Las infecciones de los huesos y de las articulaciones pueden ser invalidantes; sin embargo, un tratamiento inmediato puede prevenir las lesiones permanentes de las articulaciones. Los tumores benignos y el cáncer se pueden originar en los huesos y el cáncer puede propagarse desde un hueso a otras partes del cuerpo. Los desequilibrios metabólicos u hormonales también pueden afectar a los huesos y a las articulaciones. Un ejemplo es la osteoporosis, una disminución de la masa ósea producida por una desmineralización de los huesos. Otro es la gota, que provoca la formación de depósitos de cristales en las articulaciones de las personas propensas, que tienen un valor anormalmente alto de ácido úrico en sangre.
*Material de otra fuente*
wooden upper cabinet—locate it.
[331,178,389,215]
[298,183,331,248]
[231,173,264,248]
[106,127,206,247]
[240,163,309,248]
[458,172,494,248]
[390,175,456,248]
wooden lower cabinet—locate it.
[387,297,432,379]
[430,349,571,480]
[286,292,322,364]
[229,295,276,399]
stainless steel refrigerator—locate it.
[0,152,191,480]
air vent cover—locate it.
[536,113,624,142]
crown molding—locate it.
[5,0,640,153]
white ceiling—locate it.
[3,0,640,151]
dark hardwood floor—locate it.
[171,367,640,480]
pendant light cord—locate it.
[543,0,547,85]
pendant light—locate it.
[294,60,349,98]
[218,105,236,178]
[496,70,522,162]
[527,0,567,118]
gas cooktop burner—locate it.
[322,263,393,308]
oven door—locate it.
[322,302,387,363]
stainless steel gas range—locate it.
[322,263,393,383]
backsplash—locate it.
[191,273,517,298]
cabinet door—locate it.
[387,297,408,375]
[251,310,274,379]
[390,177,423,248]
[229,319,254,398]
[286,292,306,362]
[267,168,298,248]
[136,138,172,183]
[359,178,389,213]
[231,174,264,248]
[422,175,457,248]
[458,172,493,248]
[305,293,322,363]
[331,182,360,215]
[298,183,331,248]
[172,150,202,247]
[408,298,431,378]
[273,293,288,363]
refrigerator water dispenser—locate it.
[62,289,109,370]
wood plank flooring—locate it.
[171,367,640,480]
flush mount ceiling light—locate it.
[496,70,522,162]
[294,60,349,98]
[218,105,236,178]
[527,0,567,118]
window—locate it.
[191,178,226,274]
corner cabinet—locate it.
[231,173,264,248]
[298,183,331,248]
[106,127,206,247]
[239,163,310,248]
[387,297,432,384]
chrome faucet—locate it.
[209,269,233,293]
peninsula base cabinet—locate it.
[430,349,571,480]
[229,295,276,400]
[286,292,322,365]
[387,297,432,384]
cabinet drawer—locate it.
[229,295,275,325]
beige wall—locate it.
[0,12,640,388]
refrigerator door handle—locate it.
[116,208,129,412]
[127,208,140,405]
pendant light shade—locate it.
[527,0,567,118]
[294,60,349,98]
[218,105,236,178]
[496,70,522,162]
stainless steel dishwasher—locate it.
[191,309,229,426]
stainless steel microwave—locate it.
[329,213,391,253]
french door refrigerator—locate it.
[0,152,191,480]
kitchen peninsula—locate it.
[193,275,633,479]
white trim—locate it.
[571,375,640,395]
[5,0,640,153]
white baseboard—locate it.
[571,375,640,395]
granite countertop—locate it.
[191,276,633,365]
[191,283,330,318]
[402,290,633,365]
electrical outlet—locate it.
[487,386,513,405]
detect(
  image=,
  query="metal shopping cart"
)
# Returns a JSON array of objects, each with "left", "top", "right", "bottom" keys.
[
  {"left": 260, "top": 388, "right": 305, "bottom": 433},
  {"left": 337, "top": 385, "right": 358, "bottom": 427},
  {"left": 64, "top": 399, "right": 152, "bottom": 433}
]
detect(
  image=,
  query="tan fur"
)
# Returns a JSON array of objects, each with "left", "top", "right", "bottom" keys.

Las pruebas de laboratorio pueden aportar una información útil acerca de algunos trastornos musculosqueléticos; sin embargo, esta información no es suficiente para un diagnóstico.

Las radiografías sirven para evaluar las zonas de dolor en los huesos, dado que pueden, con frecuencia, detectar fracturas, tumores, heridas, infecciones y deformidades. Para determinar la extensión y el emplazamiento exacto de la lesión, se pueden realizar pruebas como la tomografía computarizada (TC) o la exploración por imágenes de resonancia magnética (RM). Ésta última es especialmente valiosa para examinar los músculos, los ligamentos y los tendones. Es posible analizar una muestra de líquido articular para identificar la bacteria que causa una infección o controlar los cristales que confirman un diagnóstico de gota o seudogota. Para ello, el médico extrae el líquido con una aguja, por lo general un procedimiento rápido, fácil y casi indoloro realizado en el consultorio.

El tratamiento está sujeto al tipo de trastorno musculosquelético y las lesiones se tratan frecuentemente con reposo, compresas tibias o frías y quizás analgésicos e inmovilización con entablillado o vendajes. Por otra parte, las enfermedades que afectan simultáneamente a varias articulaciones, se tratan a menudo con fármacos para reducir la inflamación y suprimir la respuesta inmune del organismo. Sin embargo, la mayoría de las articulaciones con deterioro crónico no se puede curar con fármacos. Algunas articulaciones gravemente afectadas se pueden sustituir por otras artificiales, requiriendo a menudo un tratamiento combinado entre médicos, terapeutas ocupacionales y fisioterapeutas.